An Ode to our Heritage: Frank Handlen Sculpts Our Forebears of the Coast Statue

By Shelley Wigglesworth

105-year-old Frank Handlen is an accomplished, well-known, and well-respected marine artist. In addition to pen and ink drawings, sketches and oil paintings of the sea, coastline, and coastal life, Handlen is also a sculptor and the man who created the “Our Forebears of the Coast” bronze statue on Kennebunkport’s River Green.

Frank Handlen was born September 26, 1916, in Brooklyn, New York and was raised in Caldwell, New Jersey. In a 2016 interview by Wm. Duke Harrington, Handlen was asked about how he became interested in art as a child. He said “I just had that tendency when I was very young. And when you have that in you, it doesn’t leave you and eventually you must do something about it, and then you find you just have to keep at it.”

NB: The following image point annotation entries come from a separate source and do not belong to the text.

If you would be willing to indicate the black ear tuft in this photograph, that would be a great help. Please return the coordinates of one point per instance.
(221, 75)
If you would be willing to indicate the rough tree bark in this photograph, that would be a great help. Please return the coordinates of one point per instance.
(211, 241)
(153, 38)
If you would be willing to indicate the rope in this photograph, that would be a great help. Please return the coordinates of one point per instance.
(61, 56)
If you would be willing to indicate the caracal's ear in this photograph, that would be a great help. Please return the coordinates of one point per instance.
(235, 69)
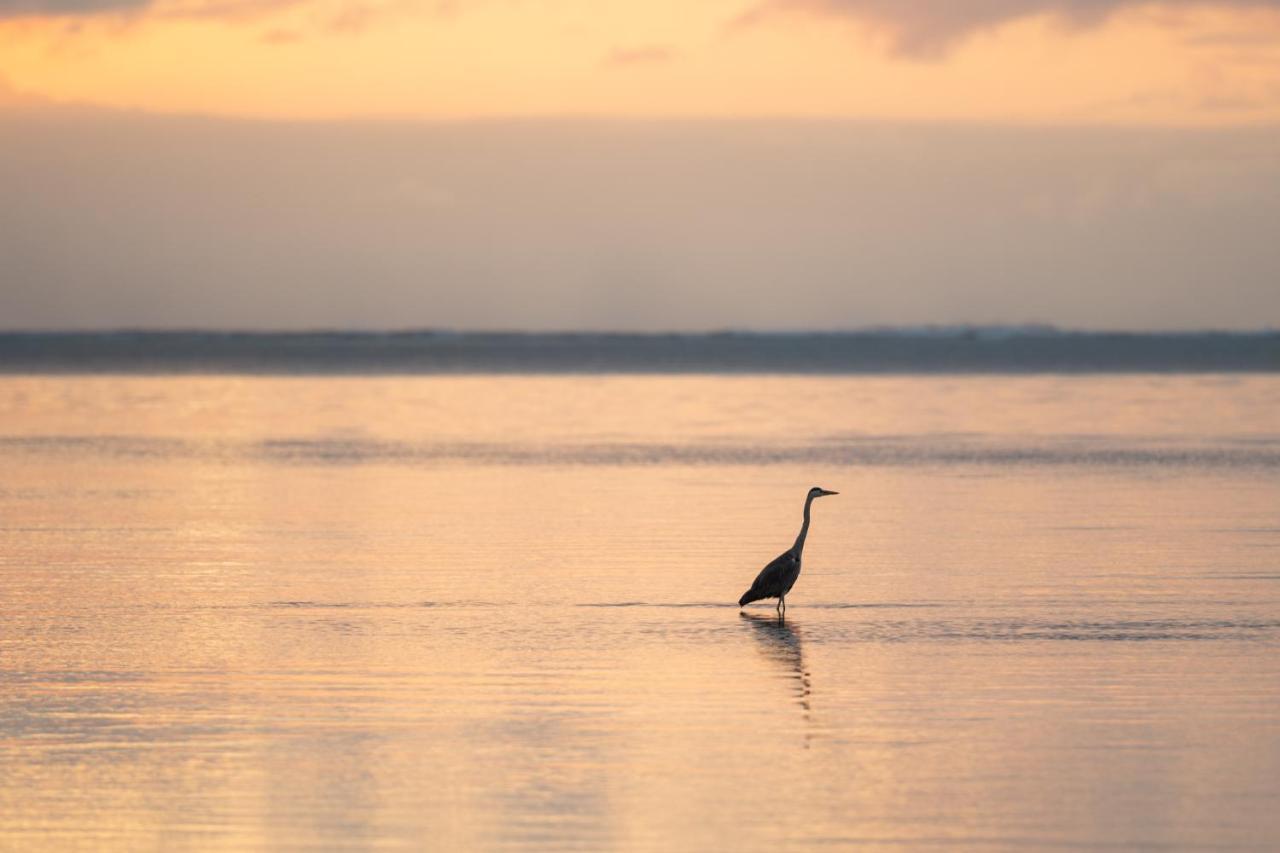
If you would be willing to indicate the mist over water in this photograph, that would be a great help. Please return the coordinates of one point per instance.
(481, 611)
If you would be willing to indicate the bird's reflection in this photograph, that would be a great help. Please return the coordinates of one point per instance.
(781, 642)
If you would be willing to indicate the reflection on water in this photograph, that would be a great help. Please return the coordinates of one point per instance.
(475, 612)
(781, 642)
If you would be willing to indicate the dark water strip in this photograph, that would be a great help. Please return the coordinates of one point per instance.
(924, 450)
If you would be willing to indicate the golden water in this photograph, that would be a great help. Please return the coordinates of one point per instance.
(476, 612)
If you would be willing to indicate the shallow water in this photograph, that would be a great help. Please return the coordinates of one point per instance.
(467, 611)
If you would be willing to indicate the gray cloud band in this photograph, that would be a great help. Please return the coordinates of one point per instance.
(929, 26)
(65, 8)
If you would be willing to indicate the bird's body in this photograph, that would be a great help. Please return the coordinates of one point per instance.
(777, 578)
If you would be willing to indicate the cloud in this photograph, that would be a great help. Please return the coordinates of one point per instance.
(151, 220)
(644, 55)
(65, 8)
(929, 27)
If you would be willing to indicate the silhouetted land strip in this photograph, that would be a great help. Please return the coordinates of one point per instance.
(969, 350)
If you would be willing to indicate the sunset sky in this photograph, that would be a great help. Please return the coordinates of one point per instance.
(1038, 60)
(1095, 163)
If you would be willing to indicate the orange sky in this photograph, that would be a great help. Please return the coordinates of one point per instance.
(1033, 60)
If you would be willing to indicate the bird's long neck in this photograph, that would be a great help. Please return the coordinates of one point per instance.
(804, 528)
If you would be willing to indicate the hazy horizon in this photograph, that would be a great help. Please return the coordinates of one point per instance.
(126, 220)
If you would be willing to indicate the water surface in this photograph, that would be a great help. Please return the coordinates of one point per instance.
(489, 611)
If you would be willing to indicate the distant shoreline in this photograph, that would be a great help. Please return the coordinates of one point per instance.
(950, 350)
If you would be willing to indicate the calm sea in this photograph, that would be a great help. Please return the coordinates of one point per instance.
(487, 611)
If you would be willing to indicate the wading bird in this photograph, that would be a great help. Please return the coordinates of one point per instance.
(777, 578)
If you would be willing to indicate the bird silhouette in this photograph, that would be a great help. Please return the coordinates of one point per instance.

Handlen moved to Biddeford Pool in the 1930’s, to be closer to the subject matter he favored, and later he settled in Kennebunkport. As a young man, he worked in Bernie Warner's shipyard on the Kennebunk River, painted houses, and did other jobs. During World War II, Handlen was 25, married with two children and therefore was not drafted. He contributed to the war effort on the home front by helping assemble machine guns.

The author and Frank, with one of his paintings

In the 1970’s Handlen designed and built a 40-foot, 16-ton, cement hulled topsail schooner, the Saltwind, using tools that he crafted himself, in his backyard in Kennebunkport. In 1975 the Saltwind was launched from the old Reid’s boatyard, into the Kennebunk. It was the first topsail schooner to have been built around and launched in the Kennebunk River since the mid-1800s. It remained moored in the Kennebunk River behind Handlen’s home, until just a few years ago.

The Saltwind sailing our local waters

In 1994, Handlen was commissioned to create the bronze statue, Our Forebears of the Coast, which stands on the Kennebunkport River Green, adjacent to Ganny’s Garden, both Kennebunkport Conservation Trust properties. The statue was made possible by the monetary gift from Catherine and John Rinaldi in memory of Fred J. Rinaldi, John’s father, and Catherine’s late husband. Work on the statue began in the Captain Lord Mansion Carriage House, with the Kennebunkport Conservation Trust agreeing to provide placement of the monument at the Village Green in front of the Captain Lord Mansion once completed.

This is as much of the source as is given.